Auf dem Walle, auf der Gasse
Wimmelt man zum Zeitvertreib.

Wie sie schauen, wie sie grüßen!
Hier die zierlichen Mosjös,
Dort die Damen mit den süßen,
Himmlisch hohen Prachtpopös.

Und der Jud mit krummer Ferse,
Krummer Nas' und krummer Hos'
Schlängelt sich zur hohen Börse
Tiefverderbt und seelenlos
.

Schweigen will ich von Lokalen,
Wo der Böse nächtlich praßt,
Wo im Kreis der Liberalen
Man den Heil'gen Vater haßt.


Schweigen will ich von Konzerten,
Wo der Kenner hoch entzückt
Mit dem seelenvoll-verklärten
Opernglase um sich blickt,

Wo mit weichen Wogebusen
Man schön warm beisammen sitzt,
Wo der hehre Chor der Musen,
Wo Apollo selber schwitzt.

Schweigen will ich vom Theater,
Wie von da, des Abends spät,
Schöne Mutter, alter Vater
Arm in Arm nach Hause geht.


Zwar man zeuget viele Kinder,
Doch man denket nichts dabei.
Und die Kinder werden Sünder,
Wenn's den Eltern einerlei.

»Komm Helenchen!« sprach der brave
Vormund - »Komm, mein liebes Kind!
Komm aufs Land, wo sanfte Schafe
Und die frommen Lämmer sind.

Da ist Onkel, da ist Tante,
Da ist Tugend und Verstand,
Da sind deine Anverwandte!«
So kam Lenchen auf das Land.

Und zu den Ressentiments des (klein)bürgerlichen Spießers zählen auch die unterstrichenen Verse, die ich sicherlich nicht erklären muss.
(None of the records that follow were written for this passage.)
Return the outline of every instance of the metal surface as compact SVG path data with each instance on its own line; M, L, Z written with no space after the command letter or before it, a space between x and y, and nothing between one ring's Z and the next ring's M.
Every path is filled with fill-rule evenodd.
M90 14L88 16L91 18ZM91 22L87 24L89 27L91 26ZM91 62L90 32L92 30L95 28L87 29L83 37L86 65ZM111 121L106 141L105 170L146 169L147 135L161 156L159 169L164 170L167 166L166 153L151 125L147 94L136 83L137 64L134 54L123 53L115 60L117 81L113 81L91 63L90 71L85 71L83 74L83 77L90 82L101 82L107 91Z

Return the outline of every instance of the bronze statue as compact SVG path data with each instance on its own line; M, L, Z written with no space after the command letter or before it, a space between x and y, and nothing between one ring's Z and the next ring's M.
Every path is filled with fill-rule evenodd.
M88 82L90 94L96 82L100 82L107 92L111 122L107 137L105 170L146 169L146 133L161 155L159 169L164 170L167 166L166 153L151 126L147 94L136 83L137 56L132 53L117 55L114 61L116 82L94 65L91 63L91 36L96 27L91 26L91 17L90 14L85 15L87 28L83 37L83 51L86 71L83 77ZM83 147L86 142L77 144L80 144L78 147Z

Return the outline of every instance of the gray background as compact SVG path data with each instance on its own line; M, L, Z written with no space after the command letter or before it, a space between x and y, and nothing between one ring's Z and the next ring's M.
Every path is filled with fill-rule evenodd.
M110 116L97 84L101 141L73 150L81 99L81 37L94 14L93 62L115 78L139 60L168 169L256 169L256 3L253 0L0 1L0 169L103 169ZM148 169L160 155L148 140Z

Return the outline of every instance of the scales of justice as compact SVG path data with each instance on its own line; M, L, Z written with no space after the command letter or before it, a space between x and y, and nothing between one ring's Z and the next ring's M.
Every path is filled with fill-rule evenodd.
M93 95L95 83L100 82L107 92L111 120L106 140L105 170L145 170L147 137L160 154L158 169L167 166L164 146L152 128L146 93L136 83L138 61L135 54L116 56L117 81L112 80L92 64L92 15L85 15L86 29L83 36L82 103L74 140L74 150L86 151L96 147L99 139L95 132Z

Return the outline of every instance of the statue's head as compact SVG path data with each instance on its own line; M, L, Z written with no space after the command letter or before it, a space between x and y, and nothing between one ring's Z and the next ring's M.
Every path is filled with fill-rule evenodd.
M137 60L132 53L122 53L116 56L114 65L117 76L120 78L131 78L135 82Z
Mir wäre unwohl, für den 6. Vierzeiler dieselbe Vokabel zu verwenden wie für den "Rassenantisemitismus" der Nazis.
 
@dekumatland

Ich kann deine Argumente durchaus nachvollziehen und es ist ja auch viel Richtiges dabei. ich selbst habe überlegt, ob ich der Differenzierung der Begriffe mehr Raum gebe. Nachdem selbst Schäfer in seinem Standardwerk zum Antisemitismus gleich zu Beginn klarstellt, diese Unterscheidung nicht über Gebühr vorzunehmen, habe auch ich mich für diesen Weg entscheiden, zumal der Raum, der mir in einem solchen Blogartikel zur Verfügung steht, begrenzt ist. Mir schien es wichtiger, die Entwicklung in der Judenfeindlichkeit auf einer anderen Wortebene darzulegen.